Inga Beale, the first female chief executive of Lloyd’s of London, is to step down next year after five years in the job.
News of her departure comes just a year after Bruce Carnegie-Brown was appointed chairman, and amid concerns that the centuries-old insurance market is increasingly outdated.
Mr Carnegie-Brown said: “In her five years at Lloyd’s, Inga has set in motion a series of changes aimed at modernising the market and making it more efficient and inclusive. Her boldness and persistence have generated the momentum required to bring about real change.”

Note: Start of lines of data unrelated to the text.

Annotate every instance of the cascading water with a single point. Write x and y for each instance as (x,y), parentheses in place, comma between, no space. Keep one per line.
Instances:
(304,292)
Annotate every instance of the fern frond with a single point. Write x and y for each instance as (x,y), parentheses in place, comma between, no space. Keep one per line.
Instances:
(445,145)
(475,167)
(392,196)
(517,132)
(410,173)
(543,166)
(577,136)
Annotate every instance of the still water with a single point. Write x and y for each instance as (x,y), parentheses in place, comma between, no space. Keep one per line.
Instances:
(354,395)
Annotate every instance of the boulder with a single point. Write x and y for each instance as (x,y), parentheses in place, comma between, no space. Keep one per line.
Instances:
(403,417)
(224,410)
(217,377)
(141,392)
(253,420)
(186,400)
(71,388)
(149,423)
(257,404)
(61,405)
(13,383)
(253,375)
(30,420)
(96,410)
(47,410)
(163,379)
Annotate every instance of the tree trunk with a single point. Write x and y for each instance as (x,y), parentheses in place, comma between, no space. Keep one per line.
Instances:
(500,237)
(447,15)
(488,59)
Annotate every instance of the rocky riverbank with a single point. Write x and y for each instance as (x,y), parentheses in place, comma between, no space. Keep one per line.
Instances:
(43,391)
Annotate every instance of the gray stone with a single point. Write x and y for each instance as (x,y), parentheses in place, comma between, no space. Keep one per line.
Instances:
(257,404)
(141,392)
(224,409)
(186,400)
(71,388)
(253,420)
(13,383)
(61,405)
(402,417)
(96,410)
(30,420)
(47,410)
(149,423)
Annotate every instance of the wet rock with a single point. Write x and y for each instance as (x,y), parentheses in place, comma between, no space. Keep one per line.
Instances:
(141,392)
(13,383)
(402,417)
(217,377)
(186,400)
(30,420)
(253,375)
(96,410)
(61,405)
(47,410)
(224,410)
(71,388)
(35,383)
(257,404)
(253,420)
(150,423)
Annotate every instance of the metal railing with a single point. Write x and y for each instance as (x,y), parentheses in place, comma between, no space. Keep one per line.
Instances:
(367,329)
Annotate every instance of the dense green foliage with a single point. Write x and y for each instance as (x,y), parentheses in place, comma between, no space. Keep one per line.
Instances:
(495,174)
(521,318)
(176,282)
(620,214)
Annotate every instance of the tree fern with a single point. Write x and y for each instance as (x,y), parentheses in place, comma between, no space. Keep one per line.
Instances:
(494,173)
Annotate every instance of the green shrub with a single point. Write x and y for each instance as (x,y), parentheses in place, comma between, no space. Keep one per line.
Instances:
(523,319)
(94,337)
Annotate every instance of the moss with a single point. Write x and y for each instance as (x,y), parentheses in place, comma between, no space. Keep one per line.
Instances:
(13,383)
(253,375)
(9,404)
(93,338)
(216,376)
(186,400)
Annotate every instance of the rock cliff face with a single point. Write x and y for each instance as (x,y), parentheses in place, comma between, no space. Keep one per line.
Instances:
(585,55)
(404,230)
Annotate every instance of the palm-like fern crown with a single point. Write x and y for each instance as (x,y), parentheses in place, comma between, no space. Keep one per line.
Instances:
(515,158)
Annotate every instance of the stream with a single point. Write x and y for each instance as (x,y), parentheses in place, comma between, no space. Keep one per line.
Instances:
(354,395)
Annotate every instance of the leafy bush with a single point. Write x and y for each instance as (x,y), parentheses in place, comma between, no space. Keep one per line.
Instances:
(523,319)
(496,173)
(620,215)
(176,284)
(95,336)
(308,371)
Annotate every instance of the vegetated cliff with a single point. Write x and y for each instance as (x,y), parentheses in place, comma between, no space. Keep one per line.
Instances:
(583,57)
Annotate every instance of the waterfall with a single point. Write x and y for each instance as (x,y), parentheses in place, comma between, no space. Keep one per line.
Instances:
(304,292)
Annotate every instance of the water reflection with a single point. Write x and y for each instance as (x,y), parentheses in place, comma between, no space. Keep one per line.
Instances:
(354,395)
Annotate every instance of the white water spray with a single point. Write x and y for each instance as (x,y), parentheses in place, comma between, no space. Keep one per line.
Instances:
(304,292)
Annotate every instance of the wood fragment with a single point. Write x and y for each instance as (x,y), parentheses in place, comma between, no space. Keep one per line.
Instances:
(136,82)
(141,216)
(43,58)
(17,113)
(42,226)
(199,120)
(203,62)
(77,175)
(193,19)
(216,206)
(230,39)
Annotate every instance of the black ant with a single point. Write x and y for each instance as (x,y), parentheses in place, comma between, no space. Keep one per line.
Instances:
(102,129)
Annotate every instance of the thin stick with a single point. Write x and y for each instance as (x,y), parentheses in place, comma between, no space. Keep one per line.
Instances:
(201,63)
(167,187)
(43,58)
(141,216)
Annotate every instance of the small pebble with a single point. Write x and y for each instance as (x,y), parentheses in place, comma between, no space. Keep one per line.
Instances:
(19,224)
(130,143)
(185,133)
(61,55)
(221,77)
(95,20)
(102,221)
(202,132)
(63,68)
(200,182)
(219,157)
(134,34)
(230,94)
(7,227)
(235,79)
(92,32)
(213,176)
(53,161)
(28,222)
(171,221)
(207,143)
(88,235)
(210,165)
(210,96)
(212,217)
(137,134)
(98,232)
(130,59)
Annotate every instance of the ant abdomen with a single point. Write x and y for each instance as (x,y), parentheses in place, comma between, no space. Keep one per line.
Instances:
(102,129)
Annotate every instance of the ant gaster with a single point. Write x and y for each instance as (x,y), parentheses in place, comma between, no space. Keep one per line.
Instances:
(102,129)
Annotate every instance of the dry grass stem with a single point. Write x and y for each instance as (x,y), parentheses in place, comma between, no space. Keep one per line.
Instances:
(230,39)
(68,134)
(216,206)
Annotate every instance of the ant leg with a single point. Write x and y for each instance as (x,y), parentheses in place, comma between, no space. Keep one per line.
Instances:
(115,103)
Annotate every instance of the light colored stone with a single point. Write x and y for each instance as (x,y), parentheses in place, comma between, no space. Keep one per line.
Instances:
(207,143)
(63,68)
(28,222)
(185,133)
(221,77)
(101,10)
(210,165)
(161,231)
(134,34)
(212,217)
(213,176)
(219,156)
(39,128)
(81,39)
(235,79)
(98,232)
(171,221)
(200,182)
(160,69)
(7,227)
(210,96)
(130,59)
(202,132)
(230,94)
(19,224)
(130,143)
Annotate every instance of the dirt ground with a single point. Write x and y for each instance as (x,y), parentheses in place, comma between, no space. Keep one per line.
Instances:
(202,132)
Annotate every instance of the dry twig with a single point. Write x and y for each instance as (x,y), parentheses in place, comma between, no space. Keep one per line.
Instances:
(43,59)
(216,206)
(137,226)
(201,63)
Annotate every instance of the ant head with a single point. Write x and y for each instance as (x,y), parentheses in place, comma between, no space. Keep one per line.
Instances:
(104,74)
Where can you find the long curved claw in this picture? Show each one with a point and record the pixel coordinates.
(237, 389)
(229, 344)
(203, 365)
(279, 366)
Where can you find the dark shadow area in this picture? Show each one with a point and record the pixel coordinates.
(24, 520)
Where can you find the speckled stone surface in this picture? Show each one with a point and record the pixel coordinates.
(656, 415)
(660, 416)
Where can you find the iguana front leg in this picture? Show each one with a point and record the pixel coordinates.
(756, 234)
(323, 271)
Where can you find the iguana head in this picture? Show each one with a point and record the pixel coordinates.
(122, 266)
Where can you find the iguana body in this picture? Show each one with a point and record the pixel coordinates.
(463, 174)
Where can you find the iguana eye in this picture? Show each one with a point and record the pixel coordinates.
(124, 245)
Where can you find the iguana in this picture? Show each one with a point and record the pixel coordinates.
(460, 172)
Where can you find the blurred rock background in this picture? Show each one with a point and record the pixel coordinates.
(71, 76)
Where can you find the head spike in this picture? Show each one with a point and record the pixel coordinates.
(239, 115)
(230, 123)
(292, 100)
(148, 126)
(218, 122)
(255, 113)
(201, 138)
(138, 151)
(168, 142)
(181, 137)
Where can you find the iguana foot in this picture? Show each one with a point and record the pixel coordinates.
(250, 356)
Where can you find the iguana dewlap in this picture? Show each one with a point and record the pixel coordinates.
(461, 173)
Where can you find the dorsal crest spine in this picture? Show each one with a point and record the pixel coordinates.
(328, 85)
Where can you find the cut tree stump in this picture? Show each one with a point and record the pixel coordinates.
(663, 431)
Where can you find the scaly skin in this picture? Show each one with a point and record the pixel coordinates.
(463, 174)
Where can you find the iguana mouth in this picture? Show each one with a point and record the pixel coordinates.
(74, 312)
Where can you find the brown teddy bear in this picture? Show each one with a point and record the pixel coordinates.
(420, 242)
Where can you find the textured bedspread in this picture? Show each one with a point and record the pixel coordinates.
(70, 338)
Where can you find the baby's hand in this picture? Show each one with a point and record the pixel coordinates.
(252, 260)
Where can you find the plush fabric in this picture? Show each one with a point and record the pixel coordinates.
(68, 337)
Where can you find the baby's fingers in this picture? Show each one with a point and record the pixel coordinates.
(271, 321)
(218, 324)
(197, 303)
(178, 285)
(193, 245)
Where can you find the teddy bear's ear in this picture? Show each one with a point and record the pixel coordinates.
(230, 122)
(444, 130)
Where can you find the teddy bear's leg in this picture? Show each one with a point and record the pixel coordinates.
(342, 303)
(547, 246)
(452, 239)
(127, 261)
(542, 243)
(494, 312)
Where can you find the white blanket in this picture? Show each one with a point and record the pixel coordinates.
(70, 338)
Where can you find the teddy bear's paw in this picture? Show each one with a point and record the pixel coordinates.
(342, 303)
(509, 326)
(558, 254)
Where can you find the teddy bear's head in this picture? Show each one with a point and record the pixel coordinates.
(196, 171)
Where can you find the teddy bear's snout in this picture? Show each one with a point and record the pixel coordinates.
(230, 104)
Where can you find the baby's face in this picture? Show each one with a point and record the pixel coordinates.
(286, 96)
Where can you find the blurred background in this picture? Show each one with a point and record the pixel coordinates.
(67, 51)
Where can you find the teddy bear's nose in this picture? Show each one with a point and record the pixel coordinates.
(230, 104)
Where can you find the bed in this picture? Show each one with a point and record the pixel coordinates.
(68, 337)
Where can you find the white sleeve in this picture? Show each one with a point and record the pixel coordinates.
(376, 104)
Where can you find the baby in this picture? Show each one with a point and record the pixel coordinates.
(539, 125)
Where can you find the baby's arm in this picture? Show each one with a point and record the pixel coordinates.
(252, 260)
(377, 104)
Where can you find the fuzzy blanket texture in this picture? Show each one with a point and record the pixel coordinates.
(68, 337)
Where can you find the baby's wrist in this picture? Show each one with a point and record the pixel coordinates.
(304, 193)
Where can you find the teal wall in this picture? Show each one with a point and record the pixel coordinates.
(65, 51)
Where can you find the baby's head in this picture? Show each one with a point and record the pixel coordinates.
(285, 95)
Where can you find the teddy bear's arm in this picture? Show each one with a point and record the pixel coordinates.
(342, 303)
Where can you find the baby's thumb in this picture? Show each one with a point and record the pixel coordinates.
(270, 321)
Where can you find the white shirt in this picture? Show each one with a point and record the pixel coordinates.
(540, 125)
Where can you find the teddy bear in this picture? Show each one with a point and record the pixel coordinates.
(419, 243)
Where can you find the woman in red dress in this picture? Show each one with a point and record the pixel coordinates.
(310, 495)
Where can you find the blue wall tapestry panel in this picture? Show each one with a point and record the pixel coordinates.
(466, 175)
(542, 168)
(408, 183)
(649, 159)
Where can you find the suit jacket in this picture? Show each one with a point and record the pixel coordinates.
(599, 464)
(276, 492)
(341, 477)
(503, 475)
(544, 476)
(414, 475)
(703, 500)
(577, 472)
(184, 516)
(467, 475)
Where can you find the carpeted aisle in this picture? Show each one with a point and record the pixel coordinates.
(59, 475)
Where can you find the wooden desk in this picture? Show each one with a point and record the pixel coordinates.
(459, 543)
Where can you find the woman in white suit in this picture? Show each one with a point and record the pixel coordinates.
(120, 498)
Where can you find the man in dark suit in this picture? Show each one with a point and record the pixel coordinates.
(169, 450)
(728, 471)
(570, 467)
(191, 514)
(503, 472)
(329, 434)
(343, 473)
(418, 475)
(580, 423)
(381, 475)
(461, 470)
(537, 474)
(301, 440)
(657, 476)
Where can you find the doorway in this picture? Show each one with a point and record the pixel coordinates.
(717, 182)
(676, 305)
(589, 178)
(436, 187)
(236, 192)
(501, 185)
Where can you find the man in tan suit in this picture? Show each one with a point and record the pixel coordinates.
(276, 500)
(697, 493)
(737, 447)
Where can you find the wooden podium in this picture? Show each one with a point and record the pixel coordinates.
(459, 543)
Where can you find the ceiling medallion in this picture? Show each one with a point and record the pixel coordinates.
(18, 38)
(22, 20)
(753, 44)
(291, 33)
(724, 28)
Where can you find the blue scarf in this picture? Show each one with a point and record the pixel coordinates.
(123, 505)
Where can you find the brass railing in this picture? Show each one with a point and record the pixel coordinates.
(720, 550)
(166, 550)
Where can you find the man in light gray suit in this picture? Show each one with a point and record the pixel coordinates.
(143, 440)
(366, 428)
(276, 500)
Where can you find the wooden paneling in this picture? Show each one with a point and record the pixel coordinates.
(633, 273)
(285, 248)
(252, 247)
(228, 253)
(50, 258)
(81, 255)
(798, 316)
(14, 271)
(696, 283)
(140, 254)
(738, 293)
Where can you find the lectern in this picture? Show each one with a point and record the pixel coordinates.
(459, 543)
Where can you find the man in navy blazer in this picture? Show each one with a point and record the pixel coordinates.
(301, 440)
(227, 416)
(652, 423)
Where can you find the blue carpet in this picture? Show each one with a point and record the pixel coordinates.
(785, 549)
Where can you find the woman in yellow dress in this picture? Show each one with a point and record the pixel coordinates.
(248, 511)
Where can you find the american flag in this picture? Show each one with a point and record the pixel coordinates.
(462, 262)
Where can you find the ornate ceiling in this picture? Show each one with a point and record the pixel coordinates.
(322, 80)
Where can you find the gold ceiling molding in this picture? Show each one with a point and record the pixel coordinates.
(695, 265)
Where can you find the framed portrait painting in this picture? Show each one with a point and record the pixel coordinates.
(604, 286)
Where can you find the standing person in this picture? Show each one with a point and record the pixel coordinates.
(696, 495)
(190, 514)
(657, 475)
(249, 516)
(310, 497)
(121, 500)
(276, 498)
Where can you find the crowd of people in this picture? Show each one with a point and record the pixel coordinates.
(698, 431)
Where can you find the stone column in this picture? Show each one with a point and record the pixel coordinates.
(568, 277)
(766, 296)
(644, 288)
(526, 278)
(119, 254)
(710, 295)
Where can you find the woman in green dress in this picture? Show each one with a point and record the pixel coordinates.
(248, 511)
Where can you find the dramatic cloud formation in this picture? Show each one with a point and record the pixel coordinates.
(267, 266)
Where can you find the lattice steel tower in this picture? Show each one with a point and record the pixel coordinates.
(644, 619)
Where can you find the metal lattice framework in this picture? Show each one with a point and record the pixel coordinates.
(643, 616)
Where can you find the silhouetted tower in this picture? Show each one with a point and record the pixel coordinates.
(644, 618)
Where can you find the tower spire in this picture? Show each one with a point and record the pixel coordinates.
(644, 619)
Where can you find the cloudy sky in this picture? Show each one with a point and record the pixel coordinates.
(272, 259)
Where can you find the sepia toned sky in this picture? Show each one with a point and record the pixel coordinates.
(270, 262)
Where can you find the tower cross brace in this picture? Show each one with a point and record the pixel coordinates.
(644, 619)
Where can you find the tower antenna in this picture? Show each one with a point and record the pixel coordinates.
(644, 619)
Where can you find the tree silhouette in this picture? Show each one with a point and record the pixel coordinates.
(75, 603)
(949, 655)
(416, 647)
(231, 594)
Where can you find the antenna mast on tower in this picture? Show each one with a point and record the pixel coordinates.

Ms Beale made modernisation one of her priorities, and has made progress in overhauling the way that the market operates. But critics say that this work has been too slow. Two years ago, for example, Lloyd’s introduced a new electronic trading system but take-up was so disappointing that earlier this year Ms Beale said she would force insurers and brokers to use it. People that work in the market say that its costs remain too high.
There is concern in the market that Lloyd’s is losing its competitive edge, and that it is ceding ground to other centres for the insurance industry such as Singapore.
Ms Beale also leaves after one of the market’s toughest years for a decade. Lloyd’s posted a loss of £2bn last year, against a profit of a similar size in 2016. Part of that was down to a string of natural disasters that hit North America and the Caribbean, but even non-catastrophe-exposed lines of business recorded losses.